There are countless endangered species of plants and animals. One way to preserve those species from extinction is to make private ownership of endangered animals illegal (except for zoos, perhaps). Despite these efforts, often decades long, many animals that were endangered remain so. John Stossel’s offered a solution to this problem: allow widespread private ownership of endangered animals for commercial purposes. In a blog post entitled, Save Lions. Eat them, Stossel writes that

A restaurant in Mesa, Arizona is selling lion meat burgers. Enter the animal rights activists:

Dr. Grey Stafford with the World Wildlife Zoo says that serving a threatened species sends the wrong message. “Of all the plentiful things to eat in this country, for someone to request that or to offer that… I was rather stunned,” says Stafford.
… Animal rights advocates are expected to protest outside[the restaurant].

But why? Lions are listed as “threatened.” The best way to save threatened and endangered species is to…eat them

The American bison are the best example A hundred years ago, they were on the verge of extinction. They were hunted almost to extinction because no one owned them. It was the Tragedy of the Commons. No one owned the bison, so no one had an incentive to protect them.

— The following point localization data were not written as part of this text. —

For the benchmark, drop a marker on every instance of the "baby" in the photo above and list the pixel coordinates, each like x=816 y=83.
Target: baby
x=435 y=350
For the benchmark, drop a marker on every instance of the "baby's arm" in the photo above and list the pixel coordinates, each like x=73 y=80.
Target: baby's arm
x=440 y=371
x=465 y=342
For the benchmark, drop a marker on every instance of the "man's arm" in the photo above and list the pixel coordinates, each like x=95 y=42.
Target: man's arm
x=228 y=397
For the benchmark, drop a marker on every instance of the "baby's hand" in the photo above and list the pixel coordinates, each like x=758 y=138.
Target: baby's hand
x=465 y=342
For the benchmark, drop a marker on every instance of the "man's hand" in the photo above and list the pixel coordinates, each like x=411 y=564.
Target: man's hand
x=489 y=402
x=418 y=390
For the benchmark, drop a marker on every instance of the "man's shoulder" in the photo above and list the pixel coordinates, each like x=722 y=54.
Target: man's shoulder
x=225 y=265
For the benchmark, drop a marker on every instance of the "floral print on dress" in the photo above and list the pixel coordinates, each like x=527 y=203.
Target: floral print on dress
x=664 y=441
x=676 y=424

Then ranchers began to fence in the bison and (gasp!) farm them. Today, America has half a million bison. We don’t have a shortage of chickens, either.

(Citations omitted.)

There are private land purchases to support conservation, like those of the Nature Conservancy, but should there be private ownership of now-exotic animals, leading to widespread farming, etc.?

I think it’s worth trying, and should not be discouraged. A traditional model of conservation could be improved upon, as Stossel’s example of the bison illustrates.

(Bison, by the way, weren’t just outside a private property model; they were victims of a public, government-backed policy of extermination. They both lacked private protection and were part of public eradication efforts. Consider, as cited in Wikipedia, Hanson, Emma I. Memory and Vision: Arts, Cultures, and Lives of Plains Indian People. Cody, WY: Buffalo Bill Historical Center, 2007: 211.)